The U.S. dollar is a unique currency for many reasons, though the reasons that matter most are not necessarily widely known.
Prior to 1971, the U.S. dollar was bound to the gold standard - or at least that is what the world operated under the belief of. The filmmakers highlight that the International Monetary Fund reports that in 1966, foreign central banks and governments held 14 billion U.S. dollars. While the United States did have $13.2 billion in gold reserves, most of that was needed to cover domestic holdings and only $3.2 billion of it was available for foreign holdings. What that means is the U.S. was printing more money than it could cover, and inflation naturally ensued. To quell the fire, the Richard Nixon presidential administration took the dollar off the gold standard and made it a debt-based currency.
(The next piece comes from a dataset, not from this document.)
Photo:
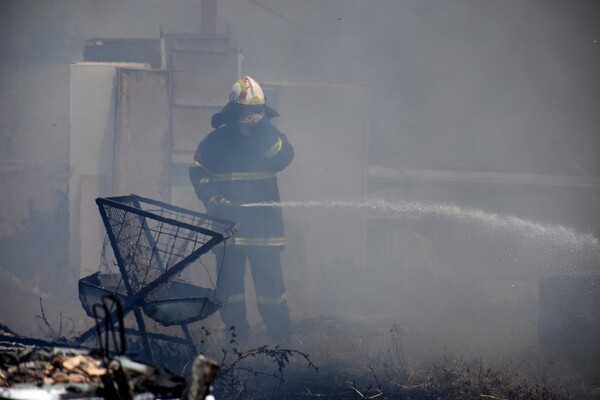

Through various political arrangements, the filmmakers suggest that the U.S. then tied the dollar to oil trade to keep its demand up, a system that remained in place at America's convenience until the year 2000 - right before 9/11, mind you - when Iraqi leader Saddam Hussein declared he was shifting their oil trade from the dollar to the euro. This is said to be the catalyst behind all the post-9/11 military action, not anti-terrorism efforts, and that these dollar-undermining decisions by foreign governments continue to shape the U.S. military agenda today in regards to policy against Russia and Syria.